Desgraciadamente , muchos empresarios, no lo consideran así; si hacemos una encuesta veremos que nunca existió tal documento, y como han sobrevivido muchos años, no se requiere. El problema está que estos nuevos tiempos exigirán algo más que ir con la corriente, es necesario hacer cosas distintas, pero antes de hacerlas, debemos evaluar exactamente cómo estamos.
Utilizando una referencia del Maestro Aníbal Basurto:
La mayoría de las carreras en la rama económica–administrativa fueron pensadas para una sociedad consumista, en la que no había cliente; había simplemente consumidores o usuarios de los productos y servicios, que las empresas lanzaban al mercado sin pensar para nada en un cliente que no exigía, sólo consumía. Sin embargo, el mundo se movió; el consumidor despareció, y de sus adentros surgió un monstruo insaciable llamado cliente, quien con su poder de compra está redefiniendo las formas como las empresas se planifican, se diseñan, se organizan, realizan sus procesos productivos y de gestión, comercializan y cobran. http://materiadenegocios.com/materia-de-negocios-1/empresa-inteligente/
La crisis global por la que estamos pasando, dará más poder a los clientes, donde ellos buscando maximizar los beneficios de un producto/servicio por su costo, encontrarán por cielo, mar y tierra (Globalmente, ya no la tiendita de la esquina) la empresa quién se los ofrezca.
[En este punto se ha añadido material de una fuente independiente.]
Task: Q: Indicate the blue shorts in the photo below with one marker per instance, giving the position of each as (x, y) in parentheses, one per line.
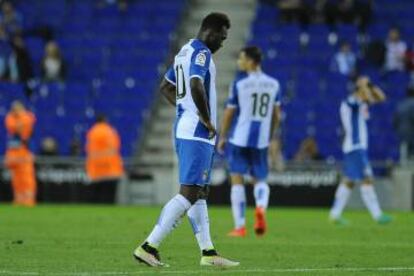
(195, 160)
(356, 165)
(244, 160)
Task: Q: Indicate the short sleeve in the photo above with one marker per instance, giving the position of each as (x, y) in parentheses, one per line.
(170, 75)
(200, 62)
(233, 100)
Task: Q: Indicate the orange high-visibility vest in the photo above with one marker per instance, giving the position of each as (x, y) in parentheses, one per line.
(19, 129)
(103, 153)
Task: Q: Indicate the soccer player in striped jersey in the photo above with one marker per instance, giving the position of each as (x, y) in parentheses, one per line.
(254, 102)
(357, 169)
(190, 85)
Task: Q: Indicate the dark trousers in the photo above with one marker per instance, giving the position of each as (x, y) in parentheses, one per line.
(103, 191)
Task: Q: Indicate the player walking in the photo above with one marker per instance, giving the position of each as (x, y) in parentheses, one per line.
(354, 116)
(255, 102)
(190, 86)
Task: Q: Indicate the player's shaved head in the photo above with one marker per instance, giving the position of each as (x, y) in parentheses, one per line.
(17, 106)
(213, 30)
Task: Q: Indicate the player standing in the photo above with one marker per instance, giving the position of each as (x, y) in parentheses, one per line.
(354, 116)
(255, 101)
(190, 86)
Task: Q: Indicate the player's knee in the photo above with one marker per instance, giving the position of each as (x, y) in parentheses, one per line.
(191, 193)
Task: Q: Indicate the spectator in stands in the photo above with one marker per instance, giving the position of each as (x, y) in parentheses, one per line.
(104, 163)
(348, 12)
(53, 66)
(308, 151)
(344, 60)
(10, 18)
(21, 58)
(395, 51)
(404, 121)
(49, 147)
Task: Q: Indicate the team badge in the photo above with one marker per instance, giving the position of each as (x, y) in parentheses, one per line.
(201, 59)
(205, 175)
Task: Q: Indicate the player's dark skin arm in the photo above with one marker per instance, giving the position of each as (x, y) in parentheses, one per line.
(225, 126)
(167, 89)
(199, 97)
(377, 94)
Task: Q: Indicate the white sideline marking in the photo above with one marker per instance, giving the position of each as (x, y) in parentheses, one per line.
(207, 271)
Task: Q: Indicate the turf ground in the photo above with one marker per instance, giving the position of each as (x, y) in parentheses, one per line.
(85, 240)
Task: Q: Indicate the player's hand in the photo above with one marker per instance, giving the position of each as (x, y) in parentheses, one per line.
(220, 145)
(362, 82)
(211, 130)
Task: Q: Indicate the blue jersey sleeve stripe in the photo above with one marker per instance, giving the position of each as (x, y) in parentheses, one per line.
(170, 75)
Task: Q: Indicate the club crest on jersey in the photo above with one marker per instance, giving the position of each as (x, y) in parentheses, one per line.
(201, 58)
(205, 175)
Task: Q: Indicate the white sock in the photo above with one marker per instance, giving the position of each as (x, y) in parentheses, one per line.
(371, 201)
(238, 205)
(342, 194)
(261, 194)
(198, 216)
(170, 217)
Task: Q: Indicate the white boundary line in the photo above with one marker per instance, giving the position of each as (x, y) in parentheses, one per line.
(216, 271)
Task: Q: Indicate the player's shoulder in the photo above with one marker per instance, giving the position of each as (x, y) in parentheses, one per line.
(199, 47)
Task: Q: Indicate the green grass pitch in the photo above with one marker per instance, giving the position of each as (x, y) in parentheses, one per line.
(88, 240)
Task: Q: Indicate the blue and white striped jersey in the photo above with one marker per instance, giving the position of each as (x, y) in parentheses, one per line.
(194, 60)
(354, 115)
(254, 95)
La lealtad del cliente como antes se conocía, desaparecerá; como mercenarios, buscarán al mejor postor, que les den el beneficio, garantía y valor agregado deseado; ya no les interesará la nacionalidad, si son de mortero o virtuales. Las empresas que deseen sobrevivir, deberán ahora enfocarse a atrapar a los clientes con mira telescópica, de manera selectiva, el tirar redes al mar para ver qué se pesca, serán recursos perdidos.
Por lo tanto, la pregunta que debemos hacernos es, ¿Qué cambios estructurales debemos hacer en nuestras empresas, para poder enfrentar a clientes que conscientemente tendrán más poder ante la crisis global?